I JUST FARTED!
We know... we can smell it!
sick bastards! that is why i love this place. we are all alike.
I used to work with this chick that I couldn't stand. One day I was talking with another guy right by the opening of her cube and as the conversation ended I let out a silent bud deadly right into her cube. I then walked away as the president of the company came up and started talking to her. I had to go outside because I was laughing so hard and didn't want to give myself up.
I used to work with this chick that I couldn't stand. One day I was talking with another guy right by the opening of her cube and as the conversation ended I let out a silent bud deadly right into her cube. I then walked away as the president of the company came up and started talking to her. I had to go outside because I was laughing so hard and didn't want to give myself up.
Tyler you're killing me with this thread..........
I used to work with this chick that I couldn't stand. One day I was talking with another guy right by the opening of her cube and as the conversation ended I let out a silent bud deadly right into her cube. I then walked away as the president of the company came up and started talking to her.

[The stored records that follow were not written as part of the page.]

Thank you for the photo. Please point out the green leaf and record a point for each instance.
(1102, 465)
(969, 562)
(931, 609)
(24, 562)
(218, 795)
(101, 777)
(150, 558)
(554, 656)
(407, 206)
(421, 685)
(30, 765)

I had to go outside because I was laughing so hard and didn't want to give myself up.
Tyler, that almost sounds like a timmj.....

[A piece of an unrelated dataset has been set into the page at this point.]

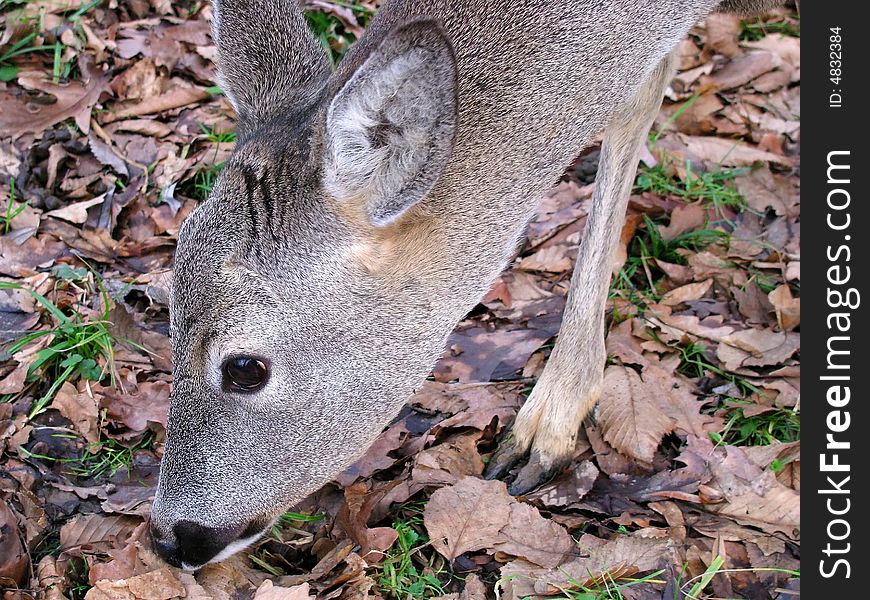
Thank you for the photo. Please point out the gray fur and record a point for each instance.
(326, 272)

Back when I did PC support, I was in this beautiful girl's cube to replace a monitor for her and as I reached across her desk to move this monstrous 20" monitor, (before flat screens), as soon as I began to lift... you guessed it, very loud and DEADLY!

It was bad enough that it happened in front of this beautiful girl, but to make things even worse, it looked like a prairie dog village with all the heads popping up from all the surrounding cubes!

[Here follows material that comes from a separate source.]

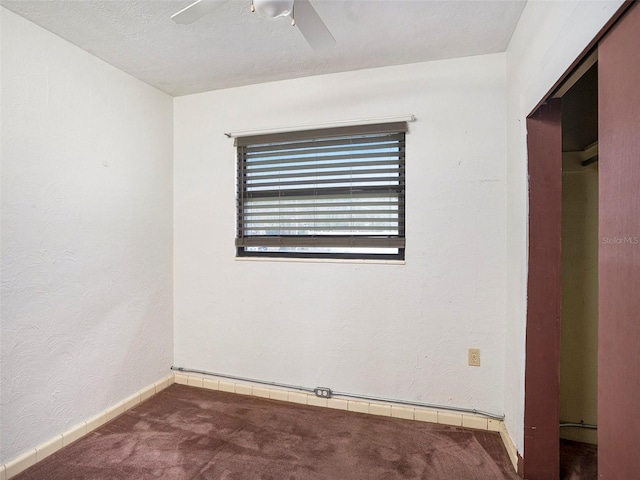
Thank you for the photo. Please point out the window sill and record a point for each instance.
(321, 260)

For about a year I had a personal trainer at the gym. I was doing core holds, which is an ab exercise where you hold your body like you're doing a push up, but you are on your elbows. Well, you're supposed to hold it for about a minute though, I didn't quite make it that long. About 30 seconds into the exercise I let one rip. I just started busting up and couldn't stop laughing. I think the 10 people around us started laughing also.
Then my trainer also starts talking about how it happens all the time, but that I'm the first one to ever acknowledge that I farted. He said they all just pretend that it doesn't happen. I think I got a better ab workout from laughing.

This is a subject that could go on for ever! This guy at work, who I share a cube "room" with, has gone to the point of getting those plug in air fresheners due to my ability to "clear the air".
This whole subject is suppose to be a natural occurance that every human being experiences, but I think I've either taken it to a new level (Darwinian) or it's a precursor of things to come (rotting meat, etc.).
To make matters worse, I have very limited olfactory capability (I can't smell sh*t- literally) so I have to try to be sensitive enough and use a sixth sense and know when when I've created an invisible cloud that's about to gag a magot.
My wife has gone to the point of getting me a large candle to light up when I'm on the computer, so my creations don't take on a life of their own
Since this thread has me in the mood, that and last nights Mexican food... I think I'll go do a little "crop dusting"!